Par de nombreuses paraboles semblables, Jésus leur annonçait la Parole, dans la mesure où ils étaient capables de l’entendre.
Il ne leur disait rien sans parabole, mais il expliquait tout à ses disciples en particulier. (Marc 4, 26-34)

Nous sommes submergés de mauvaises nouvelles. La radio, la T.V., les journaux et revues déchargent sur nous une avalanche de nouvelles parlant de haines, de guerres, de famines et de violences, de grands et de petits scandales. Les « vendeurs de nouvelles à sensations » ne semblent pas trouver quelque chose de plus important sur notre planète.

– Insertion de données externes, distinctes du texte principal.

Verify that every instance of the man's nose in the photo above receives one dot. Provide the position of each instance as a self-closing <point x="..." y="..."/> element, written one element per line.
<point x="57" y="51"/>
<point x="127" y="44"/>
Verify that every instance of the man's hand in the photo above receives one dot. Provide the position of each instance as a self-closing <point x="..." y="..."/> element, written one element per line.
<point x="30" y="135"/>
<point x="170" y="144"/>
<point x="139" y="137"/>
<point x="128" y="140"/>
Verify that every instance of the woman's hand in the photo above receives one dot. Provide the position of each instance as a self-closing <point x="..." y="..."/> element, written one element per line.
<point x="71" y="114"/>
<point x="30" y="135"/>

L’incroyable vitesse à laquelle les nouvelles sont diffusées, nous laisse perplexes et déconcertés. Que peut-on faire devant tant de souffrance ? Nous sommes de plus en plus et de mieux en mieux informés du mal qui frappe l’humanité entière, et nous nous sentons de plus en plus impuissants pour lui faire face.

La science a tenté de nous convaincre qu’avec plus de pouvoir technologique les problèmes peuvent être résolus, et nous a lancés tous vers une gigantesque organisation et rationalisation de la vie. Mais ce pouvoir organisé ne se trouve plus entre les mains des personnes mais dans les structures. Il est devenu « un pouvoir invisible » situé hors d’atteinte de tout individu.

La tentation de nous inhiber est vraiment grande. Que puis-je faire pour améliorer cette société ? N’est-ce pas aux dirigeants politiques et religieux de promouvoir les changements nécessaires pour avancer vers une vie sociale plus digne, plus humaine et plus heureuse ?

Ce n’est pas ainsi. On trouve dans l’Évangile un appel qui s’adresse à tous, et qui consiste à semer de petites semences d’une humanité nouvelle. Jésus ne parle pas de grandes choses. A ces origines, le Royaume de Dieu c’est quelque chose de très humble et modeste. Quelque chose qui peut passer inaperçu comme la plus petite semence mais qui est appelé à croître et à fructifier de manière insoupçonnée.

Il nous faut peut-être réapprendre à valoriser les petites choses et les petits gestes. On n’est pas appelé à devenir chaque jour des héros et des martyrs, mais nous sommes tous invités à vivre de manière à mettre dans chaque coin de notre petit monde un peu de dignité. Un geste amical à l’égard de celui qui est déboussolé, un sourire accueillant à celui qui est seul, un signe de proximité auprès de celui qui commence à désespérer, le rayon d’une petite joie dans un cœur accablé…ce ne sont pas de grandes choses. Ce sont de petites semences du royaume de Dieu que nous pouvons tous semer dans une société compliquée et triste, qui a oublié le charme des choses simples et bonnes.